An aurora is a natural phenomenon that never fails to mesmerize. And now, NASA's latest video has taken the beauty of the Northern Lights to another level! The US space agency has shared a breathtaking clip of the Northern Lights as seen from the sky-the International Space Station. “Look how they shine for you,” the space agency captioned the clip on its Instagram. The aurora borealis is seen with green hues dancing across the skies of North America.
The video spans the curvature of the Earth and as it moves forward, it reveals the bright lights of cities across the midwest United States. It left users awestruck and the video has garnered more than 1.2 million views so far.
What are auroras and how do they form
Auroras are a natural phenomenon of bright lights caused by magnetic storms initiated by the Sun's activity such as solar flares and ejections of gas bubbles called coronal mass ejections. "When these particles seep through Earth's magnetosphere, a part of our atmosphere that protects us from solar and cosmic radiation, they cause substorms.

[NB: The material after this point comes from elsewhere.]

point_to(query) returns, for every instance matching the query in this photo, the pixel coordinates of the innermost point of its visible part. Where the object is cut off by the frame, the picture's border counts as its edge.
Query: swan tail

These fast-moving substorm particles slam into our thin, high atmosphere, colliding with Earth's oxygen and nitrogen particles," NASA explained.
This prompts these particles to emit energy, resulting in a range of colours that produce the stunning ribbons of light visible in the northern and southern polar regions of Earth.
Normally, auroras appear in regions closer to the Earth's poles since the magnetosphere is relatively weaker in these areas. However, during occasions when the Sun releases exceptionally strong solar storms, auroras can be seen farther from the poles. This situation occurred recently when a strong geomagnetic storm hit the Earth and treated sky gazers with amazing views of auroras that were visible as far south as Virginia and Arizona, the space agency added.